The EU's Seventh Framework Programme (FP7) has awarded EUR 14 million to a 4-year project, euHeart, for the improvement of the diagnosis, therapy and treatment of cardiovascular disease (CVD). The consortium comprises public and private partners from 16 research, academic, industrial and medical organisations from 6 European countries.

Different parts of the euHeart project, financed by the Seventh Framework Programme (FP7), are co-ordinated by Philips Research, King's College London and the University of Oxford; the consortium also includes participants in Germany, Spain, France and Belgium. The project is part of the Virtual Physiological Human (VPH) initiative, which aims to produce a unified computer model of the entire human body as a single complex system.

The euHeart consortium focuses on developing technologies for the diagnosis and treatment of heart conditions such as heart failure, coronary artery disease, heart rhythm disorders and congenital heart defects. Specifically, it aims to develop computer models of the heart on multiple scales, from the molecular level to that of the whole organ, that can be adapted to individual patients.

The computer models will be functional as well as structural, incorporating clinical knowledge of how CVD affects the heart at each level. It is hoped that this will lead to the development of tools designed to predict outcomes for different therapies or treatments; if models can be personalised to individual patients, therapy and treatment could be equally personalised.

A person suffering from CVD could benefit from having a personalised computer model of their heart because it would address their own peculiarities. For example, the electrical activity in every patient's heart is subtly different; for certain conditions a computerised model reflecting the patient's unique heart structure and function would enable doctors to test the results of destroying different areas of tissue before they have to operate.

Anyway, the euHeart project intends to develop its models using novel information and communication technologies together with existing clinical data such as computed tomography (CT), magnetic resonance imaging (MRI) and ultrasound scans, as well as measurements of blood flow and blood pressure in the coronary arteries and electrocardiograms.
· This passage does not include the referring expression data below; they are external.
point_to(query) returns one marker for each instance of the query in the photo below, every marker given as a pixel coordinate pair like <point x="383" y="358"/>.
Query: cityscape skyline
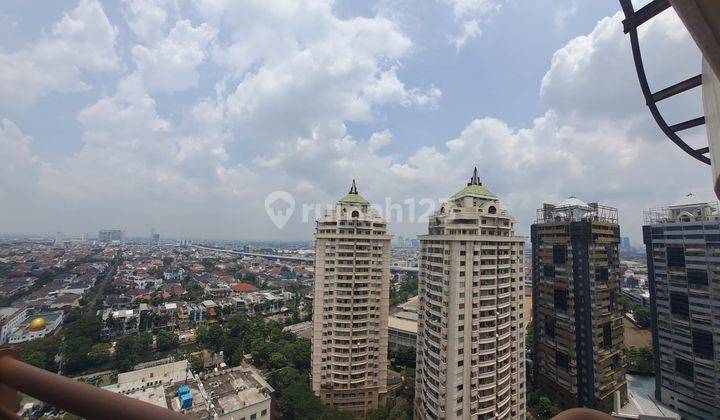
<point x="206" y="147"/>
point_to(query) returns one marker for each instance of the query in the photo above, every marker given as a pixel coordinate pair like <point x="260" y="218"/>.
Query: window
<point x="559" y="254"/>
<point x="703" y="344"/>
<point x="676" y="256"/>
<point x="683" y="367"/>
<point x="550" y="327"/>
<point x="697" y="277"/>
<point x="679" y="304"/>
<point x="562" y="361"/>
<point x="561" y="300"/>
<point x="607" y="335"/>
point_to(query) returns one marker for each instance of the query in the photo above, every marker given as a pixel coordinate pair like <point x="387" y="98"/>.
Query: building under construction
<point x="578" y="327"/>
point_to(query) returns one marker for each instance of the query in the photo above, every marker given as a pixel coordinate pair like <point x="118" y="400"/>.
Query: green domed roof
<point x="353" y="196"/>
<point x="474" y="188"/>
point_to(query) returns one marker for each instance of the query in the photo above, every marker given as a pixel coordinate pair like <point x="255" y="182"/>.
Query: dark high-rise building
<point x="578" y="327"/>
<point x="682" y="244"/>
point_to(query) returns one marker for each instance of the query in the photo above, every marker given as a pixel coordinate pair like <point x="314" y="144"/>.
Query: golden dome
<point x="37" y="324"/>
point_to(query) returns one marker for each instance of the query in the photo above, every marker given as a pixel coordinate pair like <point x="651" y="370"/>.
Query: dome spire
<point x="475" y="180"/>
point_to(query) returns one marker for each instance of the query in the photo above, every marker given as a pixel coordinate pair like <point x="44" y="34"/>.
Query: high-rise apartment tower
<point x="350" y="309"/>
<point x="471" y="338"/>
<point x="682" y="243"/>
<point x="577" y="323"/>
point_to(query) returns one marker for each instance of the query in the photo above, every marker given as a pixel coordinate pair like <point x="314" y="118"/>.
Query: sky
<point x="186" y="115"/>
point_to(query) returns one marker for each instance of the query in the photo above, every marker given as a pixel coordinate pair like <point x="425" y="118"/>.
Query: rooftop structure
<point x="687" y="209"/>
<point x="350" y="306"/>
<point x="470" y="328"/>
<point x="230" y="393"/>
<point x="35" y="326"/>
<point x="574" y="209"/>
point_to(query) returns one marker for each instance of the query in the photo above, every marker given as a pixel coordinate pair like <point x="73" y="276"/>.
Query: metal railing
<point x="72" y="396"/>
<point x="95" y="403"/>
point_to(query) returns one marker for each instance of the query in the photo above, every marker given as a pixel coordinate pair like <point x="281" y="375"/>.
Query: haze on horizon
<point x="184" y="115"/>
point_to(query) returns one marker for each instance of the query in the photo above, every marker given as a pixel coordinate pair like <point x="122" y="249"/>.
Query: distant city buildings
<point x="578" y="327"/>
<point x="683" y="257"/>
<point x="35" y="326"/>
<point x="350" y="306"/>
<point x="471" y="334"/>
<point x="110" y="235"/>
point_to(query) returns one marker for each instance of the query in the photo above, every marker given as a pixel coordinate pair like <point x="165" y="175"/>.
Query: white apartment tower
<point x="471" y="336"/>
<point x="350" y="309"/>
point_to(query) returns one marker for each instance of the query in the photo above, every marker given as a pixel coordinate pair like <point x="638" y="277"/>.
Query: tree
<point x="99" y="353"/>
<point x="641" y="315"/>
<point x="89" y="327"/>
<point x="166" y="340"/>
<point x="75" y="353"/>
<point x="125" y="356"/>
<point x="142" y="343"/>
<point x="277" y="361"/>
<point x="545" y="409"/>
<point x="40" y="352"/>
<point x="640" y="360"/>
<point x="212" y="337"/>
<point x="197" y="362"/>
<point x="403" y="356"/>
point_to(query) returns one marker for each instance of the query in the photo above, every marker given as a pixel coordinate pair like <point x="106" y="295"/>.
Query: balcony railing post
<point x="8" y="396"/>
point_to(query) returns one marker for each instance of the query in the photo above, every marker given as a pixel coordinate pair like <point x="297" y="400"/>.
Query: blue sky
<point x="184" y="115"/>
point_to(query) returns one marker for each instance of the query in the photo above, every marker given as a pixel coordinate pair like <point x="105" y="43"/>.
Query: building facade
<point x="350" y="308"/>
<point x="110" y="235"/>
<point x="683" y="257"/>
<point x="471" y="337"/>
<point x="577" y="323"/>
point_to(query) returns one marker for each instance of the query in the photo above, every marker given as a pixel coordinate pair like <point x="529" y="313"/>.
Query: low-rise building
<point x="237" y="393"/>
<point x="35" y="326"/>
<point x="10" y="319"/>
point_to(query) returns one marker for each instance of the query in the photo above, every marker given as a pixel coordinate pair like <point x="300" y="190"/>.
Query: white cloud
<point x="562" y="14"/>
<point x="469" y="14"/>
<point x="310" y="67"/>
<point x="146" y="18"/>
<point x="593" y="77"/>
<point x="171" y="64"/>
<point x="82" y="41"/>
<point x="470" y="29"/>
<point x="379" y="140"/>
<point x="292" y="77"/>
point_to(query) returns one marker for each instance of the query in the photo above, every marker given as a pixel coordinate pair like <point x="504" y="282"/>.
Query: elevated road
<point x="291" y="258"/>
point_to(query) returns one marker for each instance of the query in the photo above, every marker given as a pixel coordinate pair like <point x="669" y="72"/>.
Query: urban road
<point x="292" y="258"/>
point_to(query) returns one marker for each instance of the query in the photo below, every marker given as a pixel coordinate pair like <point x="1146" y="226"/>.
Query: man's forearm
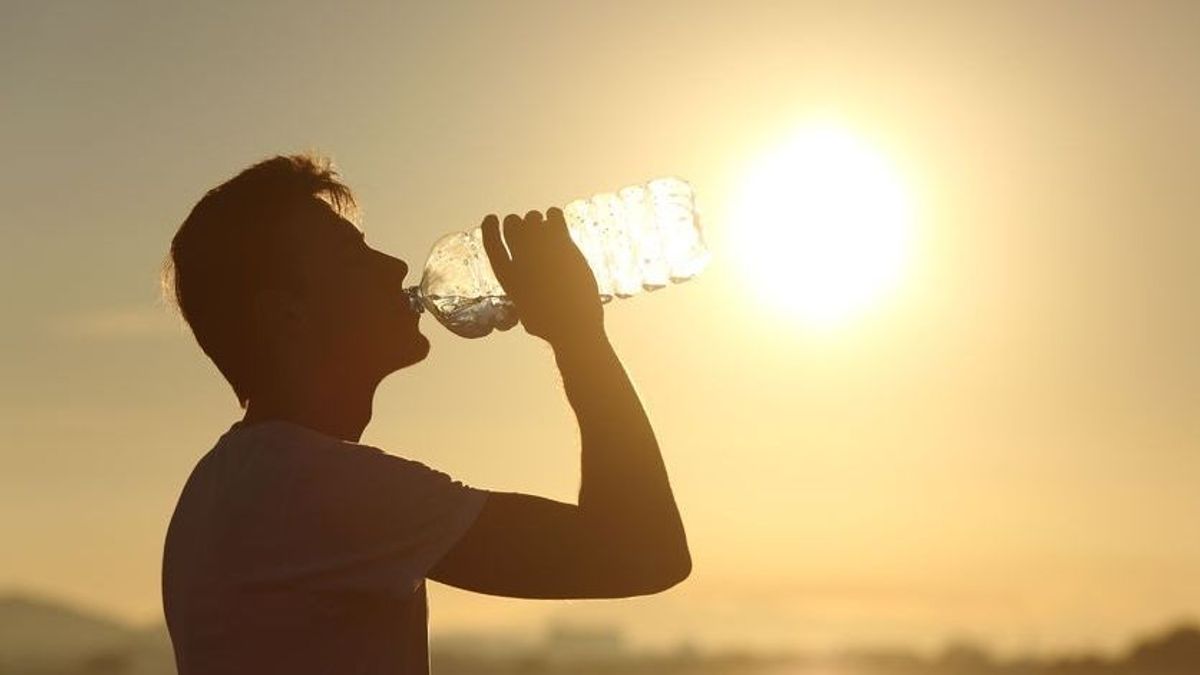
<point x="624" y="484"/>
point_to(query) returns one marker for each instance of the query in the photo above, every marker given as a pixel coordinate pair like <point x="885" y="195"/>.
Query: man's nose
<point x="397" y="267"/>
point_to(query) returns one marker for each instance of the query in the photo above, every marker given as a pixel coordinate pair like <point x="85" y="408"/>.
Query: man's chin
<point x="415" y="351"/>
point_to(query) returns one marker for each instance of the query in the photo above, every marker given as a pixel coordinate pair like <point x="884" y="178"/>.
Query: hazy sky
<point x="1008" y="447"/>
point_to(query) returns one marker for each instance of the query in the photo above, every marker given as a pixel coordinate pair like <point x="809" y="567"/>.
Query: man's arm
<point x="625" y="536"/>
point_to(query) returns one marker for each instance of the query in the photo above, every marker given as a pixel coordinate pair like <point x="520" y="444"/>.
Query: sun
<point x="822" y="226"/>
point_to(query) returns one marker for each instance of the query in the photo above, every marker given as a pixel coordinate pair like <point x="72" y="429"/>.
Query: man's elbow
<point x="670" y="572"/>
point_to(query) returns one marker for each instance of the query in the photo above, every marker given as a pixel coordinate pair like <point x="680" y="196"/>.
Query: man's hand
<point x="546" y="276"/>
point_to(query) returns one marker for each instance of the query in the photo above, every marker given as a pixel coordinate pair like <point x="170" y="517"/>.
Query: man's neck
<point x="339" y="412"/>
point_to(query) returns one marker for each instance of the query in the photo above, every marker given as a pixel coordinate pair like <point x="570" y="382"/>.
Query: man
<point x="294" y="548"/>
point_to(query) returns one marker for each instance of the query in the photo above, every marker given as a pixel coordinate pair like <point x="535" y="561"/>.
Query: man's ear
<point x="275" y="312"/>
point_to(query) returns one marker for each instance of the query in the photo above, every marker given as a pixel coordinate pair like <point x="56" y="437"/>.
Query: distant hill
<point x="36" y="631"/>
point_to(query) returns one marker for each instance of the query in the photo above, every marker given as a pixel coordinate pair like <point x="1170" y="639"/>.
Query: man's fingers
<point x="516" y="236"/>
<point x="557" y="223"/>
<point x="495" y="249"/>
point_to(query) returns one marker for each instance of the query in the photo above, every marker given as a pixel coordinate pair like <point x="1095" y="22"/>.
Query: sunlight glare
<point x="822" y="226"/>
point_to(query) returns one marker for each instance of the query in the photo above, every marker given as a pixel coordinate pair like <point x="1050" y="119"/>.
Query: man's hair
<point x="234" y="244"/>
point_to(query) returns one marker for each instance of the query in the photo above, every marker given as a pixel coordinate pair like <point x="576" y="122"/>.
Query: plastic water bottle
<point x="640" y="238"/>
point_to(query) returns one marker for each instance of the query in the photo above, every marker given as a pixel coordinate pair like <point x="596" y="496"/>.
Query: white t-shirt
<point x="294" y="551"/>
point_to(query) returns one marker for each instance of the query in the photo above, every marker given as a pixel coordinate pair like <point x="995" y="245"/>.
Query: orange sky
<point x="1006" y="448"/>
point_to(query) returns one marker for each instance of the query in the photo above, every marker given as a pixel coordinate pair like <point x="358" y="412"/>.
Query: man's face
<point x="355" y="314"/>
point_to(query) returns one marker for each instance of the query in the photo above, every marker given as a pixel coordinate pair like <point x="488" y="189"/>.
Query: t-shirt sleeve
<point x="364" y="520"/>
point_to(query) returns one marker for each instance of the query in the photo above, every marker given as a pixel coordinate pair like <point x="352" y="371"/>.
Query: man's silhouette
<point x="294" y="548"/>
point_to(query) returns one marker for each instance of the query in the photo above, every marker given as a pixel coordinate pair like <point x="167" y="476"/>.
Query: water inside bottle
<point x="473" y="317"/>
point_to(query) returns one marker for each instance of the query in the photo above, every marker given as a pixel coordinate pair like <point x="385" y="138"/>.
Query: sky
<point x="1003" y="448"/>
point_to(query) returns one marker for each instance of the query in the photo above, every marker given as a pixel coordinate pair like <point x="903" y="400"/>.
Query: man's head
<point x="280" y="287"/>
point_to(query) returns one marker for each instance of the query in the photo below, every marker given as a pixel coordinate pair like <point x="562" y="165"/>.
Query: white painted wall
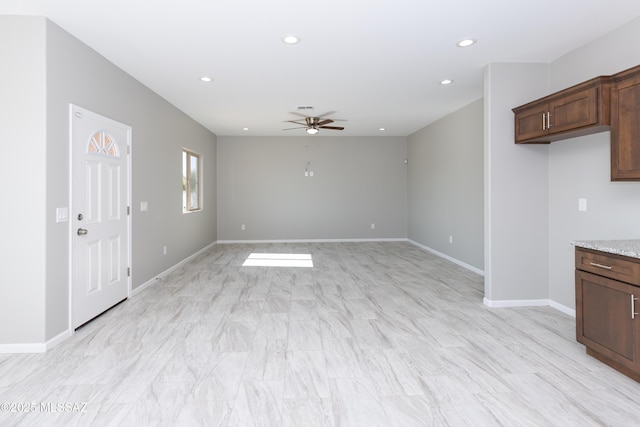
<point x="357" y="181"/>
<point x="445" y="185"/>
<point x="516" y="190"/>
<point x="23" y="176"/>
<point x="580" y="168"/>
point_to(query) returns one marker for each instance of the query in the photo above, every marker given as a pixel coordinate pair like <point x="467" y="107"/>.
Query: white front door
<point x="100" y="226"/>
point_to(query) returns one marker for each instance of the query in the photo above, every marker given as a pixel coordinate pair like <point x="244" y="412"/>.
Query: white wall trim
<point x="43" y="347"/>
<point x="391" y="239"/>
<point x="530" y="303"/>
<point x="448" y="258"/>
<point x="150" y="282"/>
<point x="35" y="347"/>
<point x="23" y="348"/>
<point x="58" y="339"/>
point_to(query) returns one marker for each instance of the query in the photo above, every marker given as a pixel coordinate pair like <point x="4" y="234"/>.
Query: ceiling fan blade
<point x="297" y="114"/>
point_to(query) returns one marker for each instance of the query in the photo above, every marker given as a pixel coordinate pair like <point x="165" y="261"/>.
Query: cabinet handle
<point x="606" y="267"/>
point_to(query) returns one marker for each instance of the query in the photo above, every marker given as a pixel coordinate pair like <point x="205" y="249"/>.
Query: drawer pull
<point x="606" y="267"/>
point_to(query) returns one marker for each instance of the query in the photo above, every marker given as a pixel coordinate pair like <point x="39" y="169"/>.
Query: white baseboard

Gene defects in individual patients could also be taken into account.

Pre-diagnosed conditions such as heart arrhythmias would likely be the first to benefit from advances in computer modelling of CVD. Heart failure, coronary artery disease and diseases of the heart valves and aorta would also be major clinical focus areas.

It will additionally establish a shared library of innovative tools for biophysical simulations, model personalisation and automated image analysis.